De-duplication is where each block of storage is hashed and stored only once: if two (or more) files contain blocks which are identical, the common block will be saved only once, saving you disk space.
This is very topical for me because I've been thinking a lot about backup solutions lately and de-duplication is a feature I'd rather like. backuppc does it; dar and rdiff-snapshot do not. git does it and I've been looking at backup systems built around that.
The default settings in ZFS are to use the SHA256 algorithm for hashing and not to check for collisions. A collision would mean the newest write would skip over the block which was thought to be already stored, corrupting the file(s) referencing it.

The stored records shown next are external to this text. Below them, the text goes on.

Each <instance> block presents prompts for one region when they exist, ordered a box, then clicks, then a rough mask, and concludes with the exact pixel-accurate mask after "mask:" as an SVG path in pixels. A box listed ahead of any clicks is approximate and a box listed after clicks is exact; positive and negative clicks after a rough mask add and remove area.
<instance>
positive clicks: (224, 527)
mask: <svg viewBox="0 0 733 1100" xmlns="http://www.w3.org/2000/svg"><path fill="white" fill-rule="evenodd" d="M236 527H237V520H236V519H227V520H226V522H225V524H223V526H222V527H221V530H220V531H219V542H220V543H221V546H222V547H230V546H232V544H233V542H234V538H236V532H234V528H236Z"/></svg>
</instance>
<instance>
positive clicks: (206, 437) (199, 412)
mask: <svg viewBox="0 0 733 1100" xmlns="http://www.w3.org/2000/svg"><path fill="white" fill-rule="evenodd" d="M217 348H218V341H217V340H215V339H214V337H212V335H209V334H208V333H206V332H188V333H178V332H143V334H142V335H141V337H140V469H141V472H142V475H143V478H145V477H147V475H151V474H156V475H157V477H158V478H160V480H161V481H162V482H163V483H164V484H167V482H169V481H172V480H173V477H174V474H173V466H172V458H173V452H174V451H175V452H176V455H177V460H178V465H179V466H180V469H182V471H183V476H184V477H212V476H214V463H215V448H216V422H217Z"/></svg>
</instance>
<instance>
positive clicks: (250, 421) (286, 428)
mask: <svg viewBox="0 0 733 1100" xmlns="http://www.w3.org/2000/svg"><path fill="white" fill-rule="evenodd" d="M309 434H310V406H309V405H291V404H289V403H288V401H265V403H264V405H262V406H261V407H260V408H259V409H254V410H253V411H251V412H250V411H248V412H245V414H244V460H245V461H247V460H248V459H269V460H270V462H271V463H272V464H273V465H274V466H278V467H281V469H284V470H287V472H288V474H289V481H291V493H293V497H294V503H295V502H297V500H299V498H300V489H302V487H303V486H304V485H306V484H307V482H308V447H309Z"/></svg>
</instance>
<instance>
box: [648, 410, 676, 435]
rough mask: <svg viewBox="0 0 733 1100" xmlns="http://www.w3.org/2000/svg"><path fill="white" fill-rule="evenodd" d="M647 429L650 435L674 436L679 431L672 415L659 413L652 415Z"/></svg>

If this is a problem for people, the ZFS folks have implemented a (costly) 'verify' feature:
if this makes you uneasy, that's OK: ZFS provies a 'verify' option that performs a full comparison of every incoming block with any alleged duplicate to ensure that they really are the same
This will detect - and crucially handle - hash collisions. Jeff Bonwicks' advice is to use a low-complexity hashing algorithm in conjunction with 'verify', to offset the additional computational workload.
There's no mention of how they resolve hash collisions. Presumably they use something like hash chains. The tradeoff involved there needs to be considered against the risk of collisions and cost of the chosen hash algorithm. I suspect most people will stick to the defaults, so this code won't get much use.
It will be interesting to see some of the discussion and performance measurements that will inevitably come out once this becomes more widely available. For now, I'm quite tempted to take a peek at their source code.